When youʼre up against a force as powerful as inflation, complacency is not an option.

 

Every dollar I put towards my future is a dollar less to spend on myself today. So, if Iʼm going to deny myself a day at the spa, I want to be darn sure that those saved dollars will maintain their purchasing power to buy me the same luxury experience in retirement.

 

Unfortunately, if I were to stash that cash in a jar labeled “retirement money,” or even in one of today's low interest savings accounts, the value would erode over time.

 

In other words, the price of goods is bound to creep up. The $4 that buys me a latte in 2017 is unlikely to afford me a full cup of my favorite beverage in 2037; likewise, in 30 years, a million dollars in cash will only buy me what roughly $400,000 will today (assuming an annual inflation rate of just 3%).

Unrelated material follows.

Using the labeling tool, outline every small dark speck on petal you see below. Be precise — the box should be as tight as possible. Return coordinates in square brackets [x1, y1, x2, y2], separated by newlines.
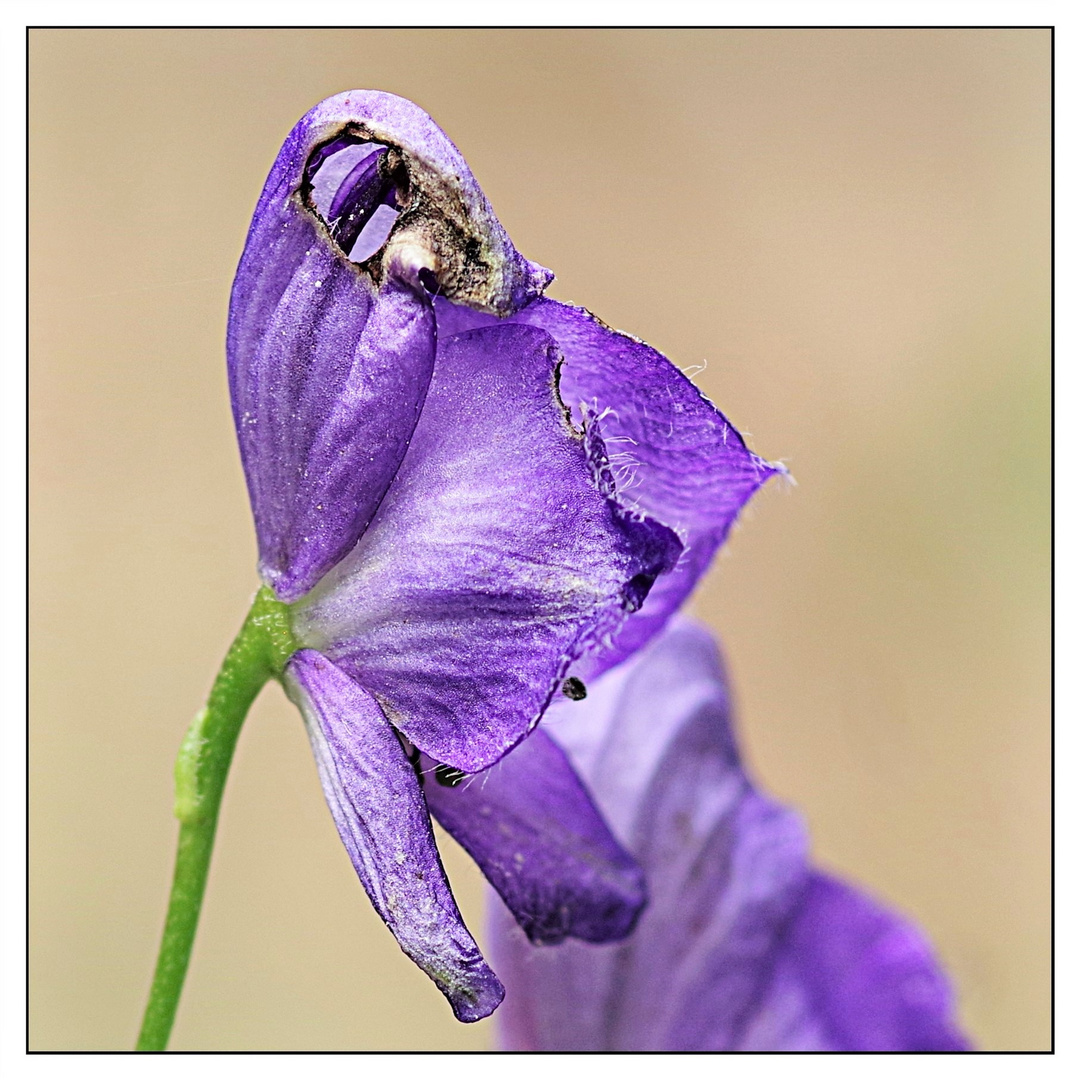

Investing for retirement can feel like a race to have “enough.” However, enough in todayʼs dollars and enough in 20-years-from-now dollars are distant cousins at best.

 

Thatʼs why you may need to step outside of your comfort zone.

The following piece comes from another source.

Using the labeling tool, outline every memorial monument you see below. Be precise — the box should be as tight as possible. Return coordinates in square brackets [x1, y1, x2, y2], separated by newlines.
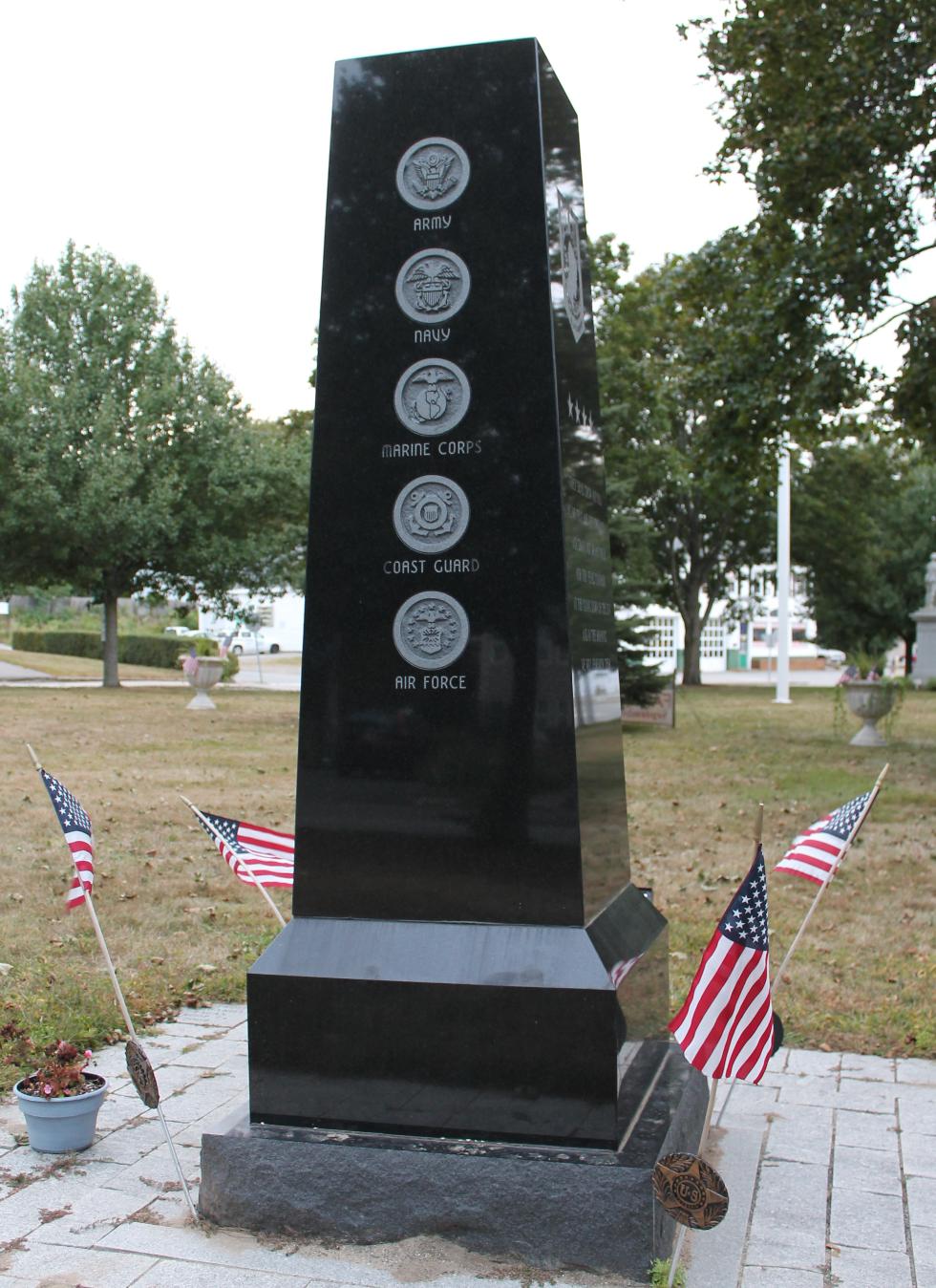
[910, 550, 936, 684]
[202, 40, 706, 1273]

Sadly, itʼs almost impossible to invest as a means of potentially growing your assets without taking on some risk. Itʼs the prospect of volatility that gives “risky” assets like stocks higher potential long-term returns than “risk-free” assets like treasury bills. Market fluctuations can keep people up at night, but itʼs those upward spikes that can enable an investment to provide returns meaningfully higher than inflation.

 

Why risk-taking can feel unnatural

Risk aversion had clear evolutionary advantages for our forebears. But what worked in an earlier point in human history may be maladaptive in todayʼs world, where inflation and longer lifespans can make well-chosen risk advantageous, for men and women alike. In todayʼs world, we arenʼt fighting off bears and tending fires, we are fighting inflation.

 

Though we know the statistics on plane crashes and air safety, a bumpy plane ride can be terrifying on a gut level. The same holds true for stock market turbulence. But remember, the stock market typically moves in cycles, and if we experience some serious turbulence in the coming years, it wouldnʼt be out of the ordinary. If you want a guaranteed smooth ride, you may not reach your destination, be it a desirable Pacific island or a desired financial endpoint.

 

“The 2007 crash ruined my retirement”

I have heard this story, in varying forms, from many investors who lost money (and sleep) due to the Great Recession. But in many cases, it was the lack of a properly constructed portfolio—with an asset allocation appropriate to her life stage—that negatively impacted someoneʼs retirement.

 

When the market dipped, the ones who suffered the most were the retirees and near-retirees who had to sell their investments (low), because their assets hadnʼt been allocated, age-appropriately, among stocks and bonds to help reduce volatility. In my opinion, if you know you might need to spend a portion of your savings in the next 5-10 years, you shouldnʼt be investing it in risky assets but rather, keeping it in cash or cash equivalents.

 

Your asset allocation should be based on your cash flow level, as well as your age, risk tolerance and goals. People retiring in 2007 were to some degree protected from the dips in their 403(b) balances, if they had a sufficient enough cash flow to avoid the necessity of dipping into their accounts; savers who could afford to wait until the market bounced back, were in a stronger place.

 

Younger savers with a more distant time horizon are also well placed to take on risk. Likewise, a tenured professor is probably in a better position to withstand volatility than someone without that stable source of income. In both cases, an investment strategy that incorporates an age- and lifestage- appropriate amount of stocks, may potentially keep pace with the rising cost of goods and services. Investing involves risk and you can lose money. There is no assurance that the goals will be met or that the solution or strategy will be successful. There is no guarantee that asset allocation reduces risk or increases returns.